I can't quit bragging about my geraniums.  I love a pot or a bucket of geraniums on the front porch, and I've grown them every year that we've lived in this house.  There's just something about a bright red geranium that says, "Welcome home!"  At least that's how I feel about them.  The two pots I have are having a second flush and are in full blossom.  I'm so glad it hasn't frosted here yet because the flowers and veggie patches are doing remarkably well, even this late in the growing season.  Every once in a while God gives us the gift of a long summer.  I'm grateful!


  1. My grandmother always had bright red geraniums on the windowsills of her classrooms. Such good memories. I always take what I have tossed in my compost bins and till them into the gardens in the fall. I don't care if the stuff is completely broke down or not. I just put it in there. I'm glad you said something about the beans. I need to look and see what kind I planted. I made breeches with mine and had planned on putting them in the crockpot, but maybe I shouldn't. Your garden looks so nice. Thanks for sharing the ideas.

  2. I've always wanted geraniums in pots, and I don't know why I haven't grown them. Maybe next year! Our garden is such a mess; it got so neglected this summer (except for the tomatoes).
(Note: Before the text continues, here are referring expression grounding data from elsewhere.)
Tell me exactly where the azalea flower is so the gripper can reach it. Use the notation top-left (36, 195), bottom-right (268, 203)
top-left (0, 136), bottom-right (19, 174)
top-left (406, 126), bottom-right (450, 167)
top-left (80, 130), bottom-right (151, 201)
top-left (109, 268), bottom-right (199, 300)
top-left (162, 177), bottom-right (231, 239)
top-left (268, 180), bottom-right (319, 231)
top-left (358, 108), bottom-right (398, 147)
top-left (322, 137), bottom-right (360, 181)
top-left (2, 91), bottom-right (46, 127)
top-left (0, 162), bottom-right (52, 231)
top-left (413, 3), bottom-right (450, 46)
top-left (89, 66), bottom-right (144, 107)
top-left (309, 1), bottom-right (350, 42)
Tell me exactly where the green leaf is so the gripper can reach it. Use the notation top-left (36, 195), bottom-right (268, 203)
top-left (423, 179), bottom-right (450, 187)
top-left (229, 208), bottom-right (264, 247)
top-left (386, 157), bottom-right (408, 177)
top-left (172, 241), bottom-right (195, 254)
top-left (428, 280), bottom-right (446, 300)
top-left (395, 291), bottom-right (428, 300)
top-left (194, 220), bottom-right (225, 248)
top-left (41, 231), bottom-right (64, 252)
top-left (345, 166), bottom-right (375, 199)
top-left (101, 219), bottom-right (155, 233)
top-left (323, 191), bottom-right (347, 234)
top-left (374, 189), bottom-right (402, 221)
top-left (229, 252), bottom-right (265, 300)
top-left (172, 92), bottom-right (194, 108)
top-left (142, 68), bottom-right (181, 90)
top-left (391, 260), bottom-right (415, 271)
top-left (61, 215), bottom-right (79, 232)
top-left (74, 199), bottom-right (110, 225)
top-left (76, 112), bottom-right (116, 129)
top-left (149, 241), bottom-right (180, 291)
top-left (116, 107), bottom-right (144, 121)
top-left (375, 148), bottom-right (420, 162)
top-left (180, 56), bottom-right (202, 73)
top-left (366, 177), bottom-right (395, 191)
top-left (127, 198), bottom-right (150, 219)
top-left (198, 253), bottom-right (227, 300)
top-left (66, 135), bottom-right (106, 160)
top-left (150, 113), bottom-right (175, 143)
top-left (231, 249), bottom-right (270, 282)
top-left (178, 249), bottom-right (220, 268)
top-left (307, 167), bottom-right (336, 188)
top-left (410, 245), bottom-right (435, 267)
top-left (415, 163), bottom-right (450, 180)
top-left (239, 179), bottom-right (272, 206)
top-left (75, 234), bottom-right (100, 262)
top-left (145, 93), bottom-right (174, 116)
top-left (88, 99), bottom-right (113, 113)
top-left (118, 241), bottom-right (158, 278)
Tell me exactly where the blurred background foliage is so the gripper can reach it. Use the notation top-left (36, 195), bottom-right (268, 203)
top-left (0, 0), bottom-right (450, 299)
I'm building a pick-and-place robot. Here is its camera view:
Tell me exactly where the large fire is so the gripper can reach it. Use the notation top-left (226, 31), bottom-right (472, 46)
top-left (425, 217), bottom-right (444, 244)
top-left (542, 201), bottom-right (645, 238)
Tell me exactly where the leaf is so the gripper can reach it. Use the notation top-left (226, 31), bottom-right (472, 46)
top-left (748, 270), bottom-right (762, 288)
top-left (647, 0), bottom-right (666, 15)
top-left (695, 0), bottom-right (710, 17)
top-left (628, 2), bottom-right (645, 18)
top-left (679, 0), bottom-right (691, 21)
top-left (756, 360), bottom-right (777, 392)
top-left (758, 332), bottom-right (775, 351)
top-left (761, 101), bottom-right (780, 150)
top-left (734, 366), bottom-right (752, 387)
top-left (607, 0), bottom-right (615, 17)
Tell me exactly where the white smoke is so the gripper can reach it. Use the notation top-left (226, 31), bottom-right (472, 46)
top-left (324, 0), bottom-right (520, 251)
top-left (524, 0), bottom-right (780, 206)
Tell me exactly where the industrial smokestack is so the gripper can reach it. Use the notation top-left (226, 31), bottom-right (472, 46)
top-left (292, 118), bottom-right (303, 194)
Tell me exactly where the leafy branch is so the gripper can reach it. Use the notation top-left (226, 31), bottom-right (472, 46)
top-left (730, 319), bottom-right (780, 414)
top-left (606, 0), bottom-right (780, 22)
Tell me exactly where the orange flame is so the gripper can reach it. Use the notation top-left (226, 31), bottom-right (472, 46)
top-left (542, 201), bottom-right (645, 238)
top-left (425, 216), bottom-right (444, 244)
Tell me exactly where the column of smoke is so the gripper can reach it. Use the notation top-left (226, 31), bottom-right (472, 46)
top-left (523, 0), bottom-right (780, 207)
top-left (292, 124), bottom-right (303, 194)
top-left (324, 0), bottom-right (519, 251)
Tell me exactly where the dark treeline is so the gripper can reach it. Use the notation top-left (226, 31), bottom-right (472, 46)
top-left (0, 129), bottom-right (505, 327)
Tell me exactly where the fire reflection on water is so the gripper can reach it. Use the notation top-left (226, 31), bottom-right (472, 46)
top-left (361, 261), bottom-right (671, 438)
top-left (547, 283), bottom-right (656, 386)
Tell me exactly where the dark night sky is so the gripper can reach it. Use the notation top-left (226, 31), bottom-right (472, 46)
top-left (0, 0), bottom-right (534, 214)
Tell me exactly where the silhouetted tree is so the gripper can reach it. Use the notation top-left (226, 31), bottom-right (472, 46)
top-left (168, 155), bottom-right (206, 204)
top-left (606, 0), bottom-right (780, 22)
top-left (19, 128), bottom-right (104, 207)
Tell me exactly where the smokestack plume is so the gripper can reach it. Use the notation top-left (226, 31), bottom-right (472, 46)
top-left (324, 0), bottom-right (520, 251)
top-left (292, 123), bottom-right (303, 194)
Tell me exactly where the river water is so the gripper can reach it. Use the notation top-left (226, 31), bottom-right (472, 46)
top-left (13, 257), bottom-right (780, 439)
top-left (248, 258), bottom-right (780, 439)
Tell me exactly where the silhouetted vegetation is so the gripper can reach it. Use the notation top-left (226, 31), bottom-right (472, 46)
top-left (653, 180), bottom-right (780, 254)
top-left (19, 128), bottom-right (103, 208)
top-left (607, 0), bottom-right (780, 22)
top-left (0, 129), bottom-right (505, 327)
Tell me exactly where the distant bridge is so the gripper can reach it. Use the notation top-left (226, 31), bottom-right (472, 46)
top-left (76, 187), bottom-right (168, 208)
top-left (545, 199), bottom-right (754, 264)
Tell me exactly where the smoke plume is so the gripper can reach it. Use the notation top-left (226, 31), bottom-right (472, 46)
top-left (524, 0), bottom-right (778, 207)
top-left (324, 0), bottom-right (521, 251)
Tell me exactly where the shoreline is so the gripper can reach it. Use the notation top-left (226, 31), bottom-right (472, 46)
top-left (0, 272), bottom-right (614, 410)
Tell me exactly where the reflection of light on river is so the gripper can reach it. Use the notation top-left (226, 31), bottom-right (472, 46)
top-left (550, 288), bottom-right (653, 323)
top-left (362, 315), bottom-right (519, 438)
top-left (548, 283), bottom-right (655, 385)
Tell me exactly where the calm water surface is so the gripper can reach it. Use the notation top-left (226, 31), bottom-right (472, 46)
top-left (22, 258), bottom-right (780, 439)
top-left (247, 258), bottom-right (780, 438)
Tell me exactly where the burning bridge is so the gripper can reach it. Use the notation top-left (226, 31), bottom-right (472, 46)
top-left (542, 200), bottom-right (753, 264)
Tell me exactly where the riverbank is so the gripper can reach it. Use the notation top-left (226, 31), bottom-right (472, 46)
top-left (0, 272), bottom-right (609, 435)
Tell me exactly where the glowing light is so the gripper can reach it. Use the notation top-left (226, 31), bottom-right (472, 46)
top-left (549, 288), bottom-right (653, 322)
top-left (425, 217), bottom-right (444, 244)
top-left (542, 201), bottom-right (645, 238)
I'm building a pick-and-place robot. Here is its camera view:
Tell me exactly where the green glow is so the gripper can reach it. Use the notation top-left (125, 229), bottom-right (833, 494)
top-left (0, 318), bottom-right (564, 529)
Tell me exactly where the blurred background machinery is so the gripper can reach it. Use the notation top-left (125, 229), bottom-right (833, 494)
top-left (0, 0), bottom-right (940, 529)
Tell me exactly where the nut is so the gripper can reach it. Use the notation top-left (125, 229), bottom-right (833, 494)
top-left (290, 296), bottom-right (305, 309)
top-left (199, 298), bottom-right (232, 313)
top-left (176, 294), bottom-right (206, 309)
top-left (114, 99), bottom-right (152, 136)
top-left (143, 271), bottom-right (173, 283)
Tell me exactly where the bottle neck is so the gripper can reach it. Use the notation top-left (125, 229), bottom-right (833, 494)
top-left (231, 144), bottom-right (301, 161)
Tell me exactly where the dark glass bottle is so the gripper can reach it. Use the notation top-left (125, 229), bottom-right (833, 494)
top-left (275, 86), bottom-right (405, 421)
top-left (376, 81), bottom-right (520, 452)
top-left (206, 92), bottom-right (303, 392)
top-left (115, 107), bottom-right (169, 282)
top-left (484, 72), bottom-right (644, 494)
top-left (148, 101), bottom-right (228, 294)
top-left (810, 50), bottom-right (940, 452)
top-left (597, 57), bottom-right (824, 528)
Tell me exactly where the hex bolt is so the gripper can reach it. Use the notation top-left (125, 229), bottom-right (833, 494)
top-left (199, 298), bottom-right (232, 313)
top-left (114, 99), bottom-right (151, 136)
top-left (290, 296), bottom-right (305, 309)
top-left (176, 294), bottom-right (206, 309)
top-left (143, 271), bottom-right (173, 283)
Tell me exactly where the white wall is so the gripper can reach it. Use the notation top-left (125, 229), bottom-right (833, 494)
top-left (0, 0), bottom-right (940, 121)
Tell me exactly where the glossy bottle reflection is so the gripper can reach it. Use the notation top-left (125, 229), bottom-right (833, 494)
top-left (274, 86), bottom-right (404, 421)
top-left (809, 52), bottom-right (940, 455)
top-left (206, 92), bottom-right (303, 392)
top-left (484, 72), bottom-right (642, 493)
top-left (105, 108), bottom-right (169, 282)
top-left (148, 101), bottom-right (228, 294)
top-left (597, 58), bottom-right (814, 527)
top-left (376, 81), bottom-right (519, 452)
We are planning on rebuilding the beds this fall, and we'll put lots of leaves and compost on them. I've read that tilling is actually destructive to the soil. I like lazy gardening, too! Too lazy this summer, tho ...


  3. I think I've seen a video about Ruth Stout. I'll check out your link. God has given us a long summer. I'm grateful, too! Your garden is doing great!

  4. I loved the Ruth Stout video on Youtube.
    I agree with you about geraniums. Mine are making a nice little come back!
    Your garden looks great, Jody!

  5. If the garden is happy, we are happy :-)

  6. I used to read Ruth Stout - I think in Organic Gardening magazine as well as Mother Earth News, and I love hearing about your success with deep mulch on your potatoes. I am strongly considering making my front yard into a vegetable garden next year, instead of planting more ornamentals, and maybe if I do it right I could even grow some potatoes. I will have two 4x8 boxes in the back yard, but I'm a little worried that that might not be enough for me, especially if I do get my greenhouse set up before springtime....

    That bean vine is lovely! It reminds me of the perennial Painted Lady bean that I grew for several years, and may try again. One more idea to throw into the mix!